Bangkok, capitale du «pays aux 1000 sourires», a offert pendant quelques heures des scènes de guérilla aux touristes étrangers, contraints de «déguerpir» d'un quartier pour échapper aux balles et aux gaz lacrymogènes.

Voitures brûlées, vitrines brisées... Khao San Road ne ressemblait guère, dimanche à l'aube, au quartier favori des routards et baba-cools du monde entier, venus y goûter la douceur thaïlandaise.

A un carrefour de ce quartier de restaurants et de maisons d'hôtes, véritable Mecque des touristes en Asie du sud-est, des bâtons d'encens et des roses rouges rendent hommage aux victimes des affrontements de la veille, qui ont fait 19 morts et plus de 800 blessés.

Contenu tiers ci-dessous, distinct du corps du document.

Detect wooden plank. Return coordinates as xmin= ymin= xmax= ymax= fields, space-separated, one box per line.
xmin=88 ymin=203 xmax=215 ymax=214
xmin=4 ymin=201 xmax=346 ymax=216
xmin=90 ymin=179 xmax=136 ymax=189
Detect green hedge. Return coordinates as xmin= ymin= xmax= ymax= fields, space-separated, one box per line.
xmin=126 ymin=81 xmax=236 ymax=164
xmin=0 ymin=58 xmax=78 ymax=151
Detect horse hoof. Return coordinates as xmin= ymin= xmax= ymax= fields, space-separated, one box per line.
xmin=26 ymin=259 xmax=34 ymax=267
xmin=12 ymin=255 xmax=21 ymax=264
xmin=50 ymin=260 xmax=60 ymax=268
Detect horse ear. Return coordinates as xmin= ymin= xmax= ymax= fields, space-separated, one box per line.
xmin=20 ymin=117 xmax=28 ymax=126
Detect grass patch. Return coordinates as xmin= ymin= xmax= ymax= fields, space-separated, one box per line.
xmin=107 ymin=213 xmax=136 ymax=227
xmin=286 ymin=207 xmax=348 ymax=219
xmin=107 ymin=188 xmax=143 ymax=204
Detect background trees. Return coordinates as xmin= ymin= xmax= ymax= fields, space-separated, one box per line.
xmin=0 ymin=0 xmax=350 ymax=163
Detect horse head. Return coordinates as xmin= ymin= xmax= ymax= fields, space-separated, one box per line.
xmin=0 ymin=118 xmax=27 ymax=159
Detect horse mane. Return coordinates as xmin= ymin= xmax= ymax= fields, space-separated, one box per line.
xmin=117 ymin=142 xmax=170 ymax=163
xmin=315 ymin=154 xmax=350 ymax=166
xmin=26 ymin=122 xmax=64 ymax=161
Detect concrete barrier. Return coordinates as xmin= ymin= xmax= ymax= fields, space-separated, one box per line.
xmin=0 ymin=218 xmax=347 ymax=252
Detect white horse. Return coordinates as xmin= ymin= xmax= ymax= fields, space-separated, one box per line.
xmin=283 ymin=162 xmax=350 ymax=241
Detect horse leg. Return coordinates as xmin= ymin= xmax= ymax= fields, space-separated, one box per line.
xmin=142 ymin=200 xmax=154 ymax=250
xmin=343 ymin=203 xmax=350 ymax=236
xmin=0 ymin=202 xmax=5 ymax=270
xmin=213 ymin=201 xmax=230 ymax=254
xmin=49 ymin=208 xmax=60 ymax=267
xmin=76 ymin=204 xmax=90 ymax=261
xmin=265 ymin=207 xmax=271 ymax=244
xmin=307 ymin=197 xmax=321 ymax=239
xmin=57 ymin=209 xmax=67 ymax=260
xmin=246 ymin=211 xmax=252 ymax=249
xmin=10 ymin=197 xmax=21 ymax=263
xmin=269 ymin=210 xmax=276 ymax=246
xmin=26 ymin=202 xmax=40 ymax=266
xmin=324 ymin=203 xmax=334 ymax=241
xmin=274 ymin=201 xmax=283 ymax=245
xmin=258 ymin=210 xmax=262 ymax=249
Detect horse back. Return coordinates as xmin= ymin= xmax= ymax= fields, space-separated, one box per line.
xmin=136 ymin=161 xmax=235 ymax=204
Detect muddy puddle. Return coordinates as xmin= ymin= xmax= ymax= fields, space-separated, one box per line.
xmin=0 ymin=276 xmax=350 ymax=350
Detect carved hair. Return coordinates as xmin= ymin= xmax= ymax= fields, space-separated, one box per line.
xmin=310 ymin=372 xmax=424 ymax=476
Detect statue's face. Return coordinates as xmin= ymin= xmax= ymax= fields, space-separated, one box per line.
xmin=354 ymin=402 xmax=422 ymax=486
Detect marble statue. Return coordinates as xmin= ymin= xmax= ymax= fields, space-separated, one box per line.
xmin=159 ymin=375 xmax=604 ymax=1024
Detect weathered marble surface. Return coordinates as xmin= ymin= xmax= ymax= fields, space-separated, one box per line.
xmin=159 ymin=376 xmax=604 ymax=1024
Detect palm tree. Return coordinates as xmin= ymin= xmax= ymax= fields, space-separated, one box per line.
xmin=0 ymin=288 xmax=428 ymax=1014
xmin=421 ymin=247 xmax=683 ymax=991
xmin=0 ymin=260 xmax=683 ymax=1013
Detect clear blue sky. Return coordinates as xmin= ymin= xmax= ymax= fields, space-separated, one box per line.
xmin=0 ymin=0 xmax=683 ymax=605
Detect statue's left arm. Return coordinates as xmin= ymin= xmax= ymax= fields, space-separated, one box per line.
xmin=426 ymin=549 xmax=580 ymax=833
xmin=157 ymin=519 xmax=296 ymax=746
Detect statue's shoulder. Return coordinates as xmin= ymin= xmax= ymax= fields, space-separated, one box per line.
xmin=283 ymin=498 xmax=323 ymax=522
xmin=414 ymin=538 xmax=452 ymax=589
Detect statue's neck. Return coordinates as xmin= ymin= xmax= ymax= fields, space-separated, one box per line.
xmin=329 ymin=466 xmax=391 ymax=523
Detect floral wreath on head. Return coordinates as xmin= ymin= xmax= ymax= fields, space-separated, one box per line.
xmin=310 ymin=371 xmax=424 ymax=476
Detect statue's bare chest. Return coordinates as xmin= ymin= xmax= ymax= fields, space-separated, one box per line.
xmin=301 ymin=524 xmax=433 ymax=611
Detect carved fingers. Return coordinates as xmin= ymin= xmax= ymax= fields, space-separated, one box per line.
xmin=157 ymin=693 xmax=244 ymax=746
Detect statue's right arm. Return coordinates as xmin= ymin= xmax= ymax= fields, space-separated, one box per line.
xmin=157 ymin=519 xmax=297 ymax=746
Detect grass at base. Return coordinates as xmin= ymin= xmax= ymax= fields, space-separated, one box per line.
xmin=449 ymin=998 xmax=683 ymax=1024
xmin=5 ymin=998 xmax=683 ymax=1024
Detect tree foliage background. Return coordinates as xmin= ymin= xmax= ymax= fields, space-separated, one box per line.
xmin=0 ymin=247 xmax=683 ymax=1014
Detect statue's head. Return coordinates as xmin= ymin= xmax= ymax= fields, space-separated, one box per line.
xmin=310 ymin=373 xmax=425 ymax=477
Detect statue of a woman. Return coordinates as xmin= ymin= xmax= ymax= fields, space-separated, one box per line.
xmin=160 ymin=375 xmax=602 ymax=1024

Tony Doohan, Irlandais de 25 ans, et ses amis y flânaient lorsqu'ils se sont brutalement «retrouvés en plein milieu» de la bataille samedi en fin d'après-midi. «Nous avons couru pour nous mettre à l'abri. Les balles volaient autour de nous. Et des engins incendiaires explosaient», témoigne-t-il.

Comme de nombreux touristes, il savait que la situation politique était tendue en Thaïlande. Mais sans imaginer qu'elle pourrait dégénérer dans ce pays de tradition bouddhiste.

Charlotte Stage, Danoise de 19 ans, avoue avoir «vraiment eu peur». «On nous avait dit que les touristes n'auraient pas de problème, qu'ils étaient trop importants car le tourisme est vital ici», explique-t-elle.

Mais les heurts se sont rapidement propagés dans la vieille ville, au fur et à mesure de l'offensive de l'armée pour déloger les «chemises rouges» qui réclament depuis un mois la démission du Premier ministre. Aux gaz lacrymogènes et aux tirs des soldats ont répondu les grenades, les engins incendiaires ou les barres de fer des «rouges» qui ont également utilisé des armes à feu, selon des témoins.

«Même si la situation n'est pas si mauvaise, nous allons partir ce soir. Beaucoup de touristes veulent aussi s'en aller», indique Charlotte Stage.

Le tourisme est capital pour le pays

Pour la Thaïlande, une réduction massive du nombre de touristes serait catastrophique.

«Plus de deux millions de Thaïlandais travaillent dans l'hôtellerie, les salons de massage, les locations de voiture, les restaurants...», selon Charoen Wangananont, président de l'Association des agents de voyage.

«Ces dernières années, ces gens et l'industrie toute entière ont durement souffert» des crises politiques à répétition qui ont terni l'image construite au fil des décennies auprès de la clientèle occidentale et asiatique.

De nombreux pays déconseillent depuis quelques semaines les voyages en Thaïlande. Le gouvernement de Hong Kong a même levé samedi son niveau d'alerte à «noir», le plus haut, qui signifie que la sécurité des voyageurs est «sérieusement menacée» à Bangkok.

La vie était cependant revenue à la normale dimanche dans l'immense capitale. Appareils photo en bandoulière, des touristes déambulaient sans appréhension dans le quartier commercial occupé par des milliers de «chemises rouges» qui leur proposaient des «souvenirs de lutte», a constaté un journaliste de l'AFP.

Mais les visiteurs qui séjourneront dans les prochains jours à Bangkok seront privés d'une des principales festivités annuelles, le nouvel an bouddhiste, ou «Songkran». La municipalité a décidé d'annuler toutes les cérémonies officielles.